Did we overpay for Brazil?
Did we overpay...?
Yes, since we're buying back acreage we sold once.
Not for the short-term.
Isn't that all that counts?
BofA global research doesn’t think they overpaid.
Probably they already drilled all Tier 1 acreage
An example of how oil prices affect these transactions
Chevron acquired Noble for $5B in Jul 2020 when oil was around $42/BBL, which is roughly the market capitalization of $4B at that time
The same Noble's market capitalization was $28B in May 2014 when oil was around $100/BBL.

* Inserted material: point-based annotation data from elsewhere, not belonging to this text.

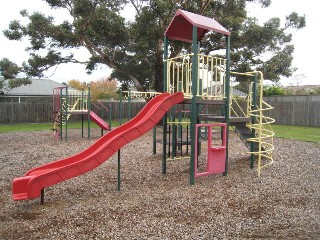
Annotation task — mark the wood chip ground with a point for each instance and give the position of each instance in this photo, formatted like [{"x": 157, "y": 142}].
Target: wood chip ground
[{"x": 284, "y": 203}]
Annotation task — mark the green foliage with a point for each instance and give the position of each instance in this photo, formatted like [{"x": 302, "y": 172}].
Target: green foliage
[
  {"x": 104, "y": 89},
  {"x": 134, "y": 49},
  {"x": 273, "y": 90}
]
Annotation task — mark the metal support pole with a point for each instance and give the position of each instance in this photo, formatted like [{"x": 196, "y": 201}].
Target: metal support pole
[
  {"x": 194, "y": 111},
  {"x": 119, "y": 172},
  {"x": 129, "y": 105},
  {"x": 120, "y": 108},
  {"x": 253, "y": 120},
  {"x": 154, "y": 140},
  {"x": 42, "y": 196},
  {"x": 227, "y": 102},
  {"x": 164, "y": 119},
  {"x": 66, "y": 113},
  {"x": 89, "y": 109},
  {"x": 61, "y": 112}
]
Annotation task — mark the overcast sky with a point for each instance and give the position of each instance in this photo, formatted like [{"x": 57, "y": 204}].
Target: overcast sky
[{"x": 305, "y": 40}]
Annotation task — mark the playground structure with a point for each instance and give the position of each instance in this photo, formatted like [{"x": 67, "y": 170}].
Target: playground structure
[
  {"x": 67, "y": 102},
  {"x": 195, "y": 80}
]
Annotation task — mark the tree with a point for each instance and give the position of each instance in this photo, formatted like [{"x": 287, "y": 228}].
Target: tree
[{"x": 134, "y": 49}]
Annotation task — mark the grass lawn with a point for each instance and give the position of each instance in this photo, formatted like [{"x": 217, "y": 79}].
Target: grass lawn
[
  {"x": 44, "y": 126},
  {"x": 311, "y": 134}
]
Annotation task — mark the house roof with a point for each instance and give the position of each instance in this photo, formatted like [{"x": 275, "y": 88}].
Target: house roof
[
  {"x": 180, "y": 27},
  {"x": 37, "y": 87}
]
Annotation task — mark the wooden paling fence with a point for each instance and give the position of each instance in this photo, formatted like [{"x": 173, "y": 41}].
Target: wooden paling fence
[
  {"x": 41, "y": 112},
  {"x": 288, "y": 110},
  {"x": 295, "y": 110}
]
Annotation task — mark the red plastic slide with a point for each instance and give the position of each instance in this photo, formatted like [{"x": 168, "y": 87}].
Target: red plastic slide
[
  {"x": 29, "y": 186},
  {"x": 99, "y": 121}
]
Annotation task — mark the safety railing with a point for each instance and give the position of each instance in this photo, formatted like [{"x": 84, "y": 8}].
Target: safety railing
[{"x": 210, "y": 76}]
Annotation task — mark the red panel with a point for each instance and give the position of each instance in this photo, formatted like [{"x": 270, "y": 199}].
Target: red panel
[
  {"x": 29, "y": 186},
  {"x": 180, "y": 27}
]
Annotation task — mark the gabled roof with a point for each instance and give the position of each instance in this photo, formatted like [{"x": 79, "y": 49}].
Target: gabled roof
[
  {"x": 37, "y": 87},
  {"x": 182, "y": 24}
]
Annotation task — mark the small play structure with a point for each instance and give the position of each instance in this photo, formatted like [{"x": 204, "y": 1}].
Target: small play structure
[
  {"x": 196, "y": 106},
  {"x": 67, "y": 102}
]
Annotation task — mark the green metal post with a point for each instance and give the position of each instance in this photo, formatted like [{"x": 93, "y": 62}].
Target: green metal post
[
  {"x": 164, "y": 119},
  {"x": 89, "y": 109},
  {"x": 61, "y": 112},
  {"x": 120, "y": 108},
  {"x": 82, "y": 118},
  {"x": 110, "y": 115},
  {"x": 119, "y": 171},
  {"x": 227, "y": 93},
  {"x": 129, "y": 105},
  {"x": 194, "y": 110},
  {"x": 154, "y": 140},
  {"x": 66, "y": 114},
  {"x": 253, "y": 119}
]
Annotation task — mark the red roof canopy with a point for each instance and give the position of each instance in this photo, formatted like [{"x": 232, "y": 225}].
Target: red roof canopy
[{"x": 183, "y": 21}]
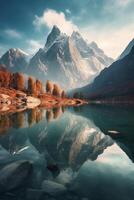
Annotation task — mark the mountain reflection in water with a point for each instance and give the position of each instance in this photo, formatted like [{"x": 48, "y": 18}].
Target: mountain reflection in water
[{"x": 74, "y": 148}]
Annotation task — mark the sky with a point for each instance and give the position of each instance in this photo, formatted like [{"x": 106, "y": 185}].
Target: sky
[{"x": 25, "y": 24}]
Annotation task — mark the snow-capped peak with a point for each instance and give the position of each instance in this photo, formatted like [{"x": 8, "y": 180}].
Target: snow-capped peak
[{"x": 54, "y": 34}]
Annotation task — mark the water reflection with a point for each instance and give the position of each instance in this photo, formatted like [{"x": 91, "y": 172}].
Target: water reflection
[{"x": 70, "y": 148}]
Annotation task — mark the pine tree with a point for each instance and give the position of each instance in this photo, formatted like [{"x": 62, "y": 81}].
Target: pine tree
[
  {"x": 63, "y": 94},
  {"x": 49, "y": 87}
]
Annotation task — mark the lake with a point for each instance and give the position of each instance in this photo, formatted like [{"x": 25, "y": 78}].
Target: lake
[{"x": 82, "y": 153}]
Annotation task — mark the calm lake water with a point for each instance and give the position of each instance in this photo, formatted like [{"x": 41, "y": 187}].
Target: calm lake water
[{"x": 88, "y": 151}]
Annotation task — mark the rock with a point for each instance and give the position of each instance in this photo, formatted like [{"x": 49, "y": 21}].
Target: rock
[
  {"x": 14, "y": 175},
  {"x": 53, "y": 188},
  {"x": 34, "y": 194}
]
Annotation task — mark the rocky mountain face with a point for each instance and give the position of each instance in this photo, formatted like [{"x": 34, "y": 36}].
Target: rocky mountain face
[
  {"x": 15, "y": 60},
  {"x": 115, "y": 81},
  {"x": 127, "y": 49},
  {"x": 68, "y": 60}
]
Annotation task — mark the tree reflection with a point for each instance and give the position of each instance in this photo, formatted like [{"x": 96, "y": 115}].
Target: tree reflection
[{"x": 30, "y": 117}]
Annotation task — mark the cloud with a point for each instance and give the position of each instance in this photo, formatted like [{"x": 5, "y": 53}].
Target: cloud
[
  {"x": 68, "y": 11},
  {"x": 51, "y": 18},
  {"x": 13, "y": 33},
  {"x": 34, "y": 46},
  {"x": 112, "y": 40}
]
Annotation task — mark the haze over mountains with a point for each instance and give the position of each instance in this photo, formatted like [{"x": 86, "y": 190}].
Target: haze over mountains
[
  {"x": 115, "y": 81},
  {"x": 68, "y": 60}
]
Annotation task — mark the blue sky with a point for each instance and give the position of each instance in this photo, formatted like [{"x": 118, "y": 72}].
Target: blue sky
[{"x": 25, "y": 23}]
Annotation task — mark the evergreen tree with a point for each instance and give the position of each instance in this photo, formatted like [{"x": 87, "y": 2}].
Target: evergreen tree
[{"x": 49, "y": 87}]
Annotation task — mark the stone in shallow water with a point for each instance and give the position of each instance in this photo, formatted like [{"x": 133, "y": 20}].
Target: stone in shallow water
[
  {"x": 34, "y": 194},
  {"x": 53, "y": 188},
  {"x": 14, "y": 175}
]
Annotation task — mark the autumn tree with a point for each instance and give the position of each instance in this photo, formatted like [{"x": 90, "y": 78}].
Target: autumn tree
[
  {"x": 56, "y": 90},
  {"x": 31, "y": 86},
  {"x": 76, "y": 95},
  {"x": 39, "y": 87},
  {"x": 17, "y": 81},
  {"x": 49, "y": 87},
  {"x": 5, "y": 77}
]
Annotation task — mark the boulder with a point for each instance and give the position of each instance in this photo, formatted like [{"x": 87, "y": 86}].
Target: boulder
[{"x": 52, "y": 188}]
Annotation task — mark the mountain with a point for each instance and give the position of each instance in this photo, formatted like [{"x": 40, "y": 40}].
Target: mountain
[
  {"x": 68, "y": 60},
  {"x": 127, "y": 49},
  {"x": 15, "y": 60},
  {"x": 115, "y": 81}
]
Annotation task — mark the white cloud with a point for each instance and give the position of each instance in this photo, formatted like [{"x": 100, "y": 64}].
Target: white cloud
[
  {"x": 68, "y": 11},
  {"x": 13, "y": 33},
  {"x": 112, "y": 40},
  {"x": 51, "y": 18},
  {"x": 34, "y": 46}
]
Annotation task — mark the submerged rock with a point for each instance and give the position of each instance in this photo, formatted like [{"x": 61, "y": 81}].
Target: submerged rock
[
  {"x": 14, "y": 175},
  {"x": 53, "y": 188}
]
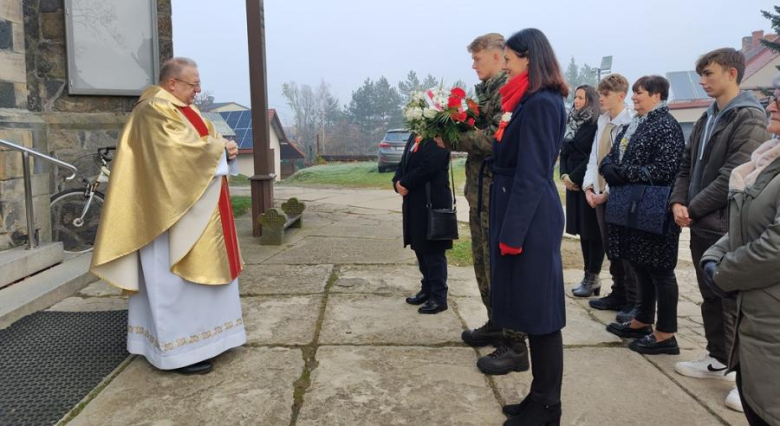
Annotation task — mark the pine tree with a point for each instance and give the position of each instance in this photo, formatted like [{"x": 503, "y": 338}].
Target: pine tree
[{"x": 775, "y": 20}]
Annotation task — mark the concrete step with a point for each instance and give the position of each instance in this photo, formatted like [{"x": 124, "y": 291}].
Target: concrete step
[
  {"x": 18, "y": 263},
  {"x": 44, "y": 289}
]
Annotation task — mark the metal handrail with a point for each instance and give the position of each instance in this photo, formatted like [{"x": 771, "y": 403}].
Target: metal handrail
[{"x": 32, "y": 241}]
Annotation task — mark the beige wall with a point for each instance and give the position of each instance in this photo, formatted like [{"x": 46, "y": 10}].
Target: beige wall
[
  {"x": 246, "y": 164},
  {"x": 688, "y": 115}
]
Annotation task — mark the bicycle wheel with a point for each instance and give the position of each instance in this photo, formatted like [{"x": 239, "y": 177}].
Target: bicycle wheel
[{"x": 66, "y": 206}]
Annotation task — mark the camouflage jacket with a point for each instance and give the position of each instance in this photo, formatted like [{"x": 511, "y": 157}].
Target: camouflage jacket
[{"x": 479, "y": 143}]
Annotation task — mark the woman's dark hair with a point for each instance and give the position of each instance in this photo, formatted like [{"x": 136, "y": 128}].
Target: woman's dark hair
[
  {"x": 544, "y": 71},
  {"x": 591, "y": 100},
  {"x": 653, "y": 84}
]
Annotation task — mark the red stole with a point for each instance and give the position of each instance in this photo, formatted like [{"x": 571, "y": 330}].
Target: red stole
[{"x": 225, "y": 206}]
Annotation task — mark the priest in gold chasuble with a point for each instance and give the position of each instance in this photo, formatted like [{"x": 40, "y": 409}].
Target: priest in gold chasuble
[{"x": 167, "y": 234}]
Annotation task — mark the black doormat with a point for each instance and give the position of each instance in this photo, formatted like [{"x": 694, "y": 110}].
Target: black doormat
[{"x": 49, "y": 361}]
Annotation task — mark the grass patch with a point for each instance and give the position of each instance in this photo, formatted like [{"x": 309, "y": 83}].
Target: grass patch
[
  {"x": 241, "y": 204},
  {"x": 358, "y": 175}
]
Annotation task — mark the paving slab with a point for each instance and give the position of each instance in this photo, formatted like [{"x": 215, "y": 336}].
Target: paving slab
[
  {"x": 249, "y": 386},
  {"x": 398, "y": 386},
  {"x": 90, "y": 304},
  {"x": 280, "y": 320},
  {"x": 614, "y": 386},
  {"x": 330, "y": 250},
  {"x": 284, "y": 279},
  {"x": 385, "y": 320},
  {"x": 711, "y": 393},
  {"x": 388, "y": 227},
  {"x": 582, "y": 330},
  {"x": 400, "y": 280}
]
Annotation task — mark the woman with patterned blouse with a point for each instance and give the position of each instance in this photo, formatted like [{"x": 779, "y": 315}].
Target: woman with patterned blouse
[{"x": 649, "y": 152}]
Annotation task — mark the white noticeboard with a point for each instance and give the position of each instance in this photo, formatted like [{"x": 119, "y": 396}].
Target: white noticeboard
[{"x": 112, "y": 46}]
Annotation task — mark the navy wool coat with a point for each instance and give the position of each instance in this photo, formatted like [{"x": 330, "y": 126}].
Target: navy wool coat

Now there are other factors that can influence stock price (eg. M&A), but for an O&G company, oil prices plays a large role.
https://www.macrotrends.net/stocks/delisted/NBL/noble-energy/market-cap#:~:text=Noble%20Energy%20market%20cap%20history,that%20date%20was%20%244.048B.
No. Upside potential isn’t uniform vs. downside risk. There’s more that isn’t just “increasing recovery through technology”. Also, this wasn’t evaluated based on PXD’s reserve assumptions. We’ve got 1200+ wells in the ground.
PXD's Wolfcamp D reserves are about as believable as David Scott's innocence
Yeah obviously. Hard to say by how much but those “reserves” depend on shale wells producing what PXD says they will…
Which never happens. Seriously go look at shale production forecasts in aggregate vs actual and it’s across the board.